TAP’s strategic value will be secured by partner with correct strategy

  • Lusa
  • 25 May 2023

The strategic importance of TAP can be ensured with a "private partner" that "has the right strategy" for the company to ensure its "strategic function", said the PM, António Costa.

Portugal’s prime minister António Costa replied to the PCP Party on Wednesday that the strategic importance of TAP can be ensured with a “private partner” that “has the right strategy” for the company to ensure its “strategic function”.

In the parliamentary debate on general policy taking place today in parliament, the Portuguese Communist Party (PCP) parliamentary leader Paula Santos asked the prime minister if the government “insists on going ahead with the criminal process of privatising TAP or will it amend its hand” and ensure its public management.

“TAP is strategic for the economy, for the development of the country, for territorial cohesion, for links with Portuguese-speaking communities and countries.

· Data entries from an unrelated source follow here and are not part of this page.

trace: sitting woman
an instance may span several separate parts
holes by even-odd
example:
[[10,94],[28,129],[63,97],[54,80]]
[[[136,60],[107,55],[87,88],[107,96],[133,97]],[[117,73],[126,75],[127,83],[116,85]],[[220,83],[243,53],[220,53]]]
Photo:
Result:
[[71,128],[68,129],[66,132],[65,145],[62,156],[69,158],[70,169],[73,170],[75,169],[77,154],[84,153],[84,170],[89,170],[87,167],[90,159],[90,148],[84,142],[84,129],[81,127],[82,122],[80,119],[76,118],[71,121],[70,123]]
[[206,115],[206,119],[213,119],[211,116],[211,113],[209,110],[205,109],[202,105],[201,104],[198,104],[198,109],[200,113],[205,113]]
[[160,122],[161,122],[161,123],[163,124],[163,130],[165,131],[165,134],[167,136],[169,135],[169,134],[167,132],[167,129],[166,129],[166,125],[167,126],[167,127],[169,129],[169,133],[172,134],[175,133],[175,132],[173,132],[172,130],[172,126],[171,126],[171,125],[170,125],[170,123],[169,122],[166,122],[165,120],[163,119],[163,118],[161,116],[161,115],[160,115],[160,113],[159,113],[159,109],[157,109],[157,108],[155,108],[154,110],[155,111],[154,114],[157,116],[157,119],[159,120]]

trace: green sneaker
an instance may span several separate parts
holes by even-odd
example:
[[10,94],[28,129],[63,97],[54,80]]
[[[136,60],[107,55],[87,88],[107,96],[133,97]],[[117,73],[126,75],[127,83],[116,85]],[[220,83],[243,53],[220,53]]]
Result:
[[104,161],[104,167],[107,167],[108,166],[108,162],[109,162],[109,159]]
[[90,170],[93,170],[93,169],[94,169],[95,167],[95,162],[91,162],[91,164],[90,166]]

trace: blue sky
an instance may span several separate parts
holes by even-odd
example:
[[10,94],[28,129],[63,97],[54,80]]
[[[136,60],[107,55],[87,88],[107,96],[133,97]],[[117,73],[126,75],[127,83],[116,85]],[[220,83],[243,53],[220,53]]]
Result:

Do you really think that these aspects, which are fundamental, (…) will be present with any private and multinational group?” he questioned.

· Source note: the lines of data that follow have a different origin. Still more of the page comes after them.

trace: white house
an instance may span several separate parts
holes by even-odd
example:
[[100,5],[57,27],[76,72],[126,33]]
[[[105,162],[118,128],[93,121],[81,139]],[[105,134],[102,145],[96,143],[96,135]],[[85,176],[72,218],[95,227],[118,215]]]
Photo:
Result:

In his reply, António Costa stressed that he has “no disagreement” with the PCP regarding the “strategic importance of TAP”.

“If the question is whether with any private group its strategic relevance is assured, my answer is ‘no, it is not with any private group’. But it can be with a private partner that has the right strategy and wants to execute with the state the strategy that is appropriate for TAP to ensure its strategic role,” he stressed.

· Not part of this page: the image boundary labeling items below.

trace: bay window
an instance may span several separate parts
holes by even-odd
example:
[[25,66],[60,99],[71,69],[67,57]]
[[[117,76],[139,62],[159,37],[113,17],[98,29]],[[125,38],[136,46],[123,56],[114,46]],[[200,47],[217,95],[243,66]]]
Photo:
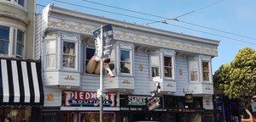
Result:
[[120,50],[121,73],[131,73],[131,53],[130,50]]

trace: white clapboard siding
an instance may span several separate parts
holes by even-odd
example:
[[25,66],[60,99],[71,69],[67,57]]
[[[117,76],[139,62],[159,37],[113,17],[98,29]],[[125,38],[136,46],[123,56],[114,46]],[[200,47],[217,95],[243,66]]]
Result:
[[[189,86],[189,75],[188,75],[188,61],[184,58],[176,58],[176,86],[177,92],[174,93],[175,96],[183,96],[183,89],[188,89]],[[180,69],[182,75],[179,74]]]
[[[148,80],[148,55],[143,53],[135,53],[134,68],[135,68],[135,88],[133,94],[150,95]],[[140,70],[140,65],[143,69]]]
[[83,91],[96,91],[100,88],[99,75],[86,75],[81,77],[81,89]]
[[45,107],[61,105],[61,90],[44,86]]

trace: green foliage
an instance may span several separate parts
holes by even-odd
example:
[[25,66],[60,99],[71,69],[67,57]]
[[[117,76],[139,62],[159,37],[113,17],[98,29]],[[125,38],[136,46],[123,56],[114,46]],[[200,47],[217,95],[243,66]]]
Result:
[[245,47],[234,60],[224,64],[213,75],[214,86],[231,99],[240,100],[244,107],[256,95],[256,51]]

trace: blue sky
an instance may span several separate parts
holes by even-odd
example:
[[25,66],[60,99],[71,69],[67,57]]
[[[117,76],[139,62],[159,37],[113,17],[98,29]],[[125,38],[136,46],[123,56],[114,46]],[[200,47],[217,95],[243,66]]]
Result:
[[[72,3],[84,6],[78,7],[68,5],[61,2]],[[256,49],[256,1],[255,0],[90,0],[106,5],[114,6],[125,9],[147,13],[165,18],[174,18],[191,12],[184,16],[177,18],[181,21],[199,25],[205,27],[217,29],[228,33],[224,33],[191,25],[166,21],[170,25],[162,23],[150,24],[150,27],[166,30],[177,33],[183,33],[204,38],[220,41],[218,56],[212,59],[213,73],[221,64],[230,63],[238,51],[243,47]],[[124,11],[113,8],[108,8],[99,4],[86,2],[86,0],[38,0],[37,3],[47,5],[54,3],[55,6],[65,7],[95,15],[125,20],[126,22],[143,25],[150,21],[130,18],[113,14],[101,12],[86,8],[90,7],[114,13],[140,17],[152,20],[163,20],[164,19]],[[215,3],[215,4],[213,4]],[[203,32],[187,30],[171,25],[190,28]],[[206,34],[206,33],[211,33]],[[230,34],[232,33],[232,34]],[[236,36],[236,35],[239,36]],[[218,36],[214,36],[218,35]],[[242,37],[247,36],[247,37]]]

In the PCP contribution, Paula Santos also asked the prime minister if he would follow a legislative initiative, presented today by her party, which establishes clear limits on the activities of intelligence services and ensures “the direct monitoring of the Portuguese Republic Intelligence System (SIRP) by the Portuguese parliament”.

“I do not know the initiative in concrete terms, so I will not comment on it, I just understand that obviously the parliament is sovereign in defining how the intelligence services of the Republic should be supervised,” he replied.

Paula Santos also addressed the prime minister to ask him if, since he says that “the results of the economy are better”, he doesn’t consider it “worrying that this is not reflected in people’s lives”.

“If the economy is growing, as he says, why doesn’t the government increase the national minimum wage to €850? Why does the government not effectively increase the wages of civil service workers, with the respective appreciation of purchasing power? (…) The government has the conditions to adopt these solutions, why does not it do so?”, she questioned.

In response, the prime minister said that “it is not the government that says the economy is growing”, but rather the National Statistics Institute (INE), the European Commission and the OECD, and stressed that Portugal was the “third fastest growing country in the European Union last year”.

“How does this economy reach the people? It reaches them, first of all, through the most important way: through employment, employment, employment. We are at an all-time high in employment,” he stressed, adding that income declared to Social Security in the first quarter of 2023 “had increases of 11.7%”.

Costa added that, in the OECD countries as a whole, Portugal is the second country “where real income grew the most”.

Paula Santos regretted that the prime minister’s words do not “have any correspondence with the concrete everyday life of people”, stressing that measures such as zero VAT have not stopped price rises.

Costa countered that according to data from the consumer watchdog DECO and the food safety authority ASAE, there had been a decrease of between 7.9% and 7.6% in the value of the 44 products that make up the food basket subject to the zero VAT measure.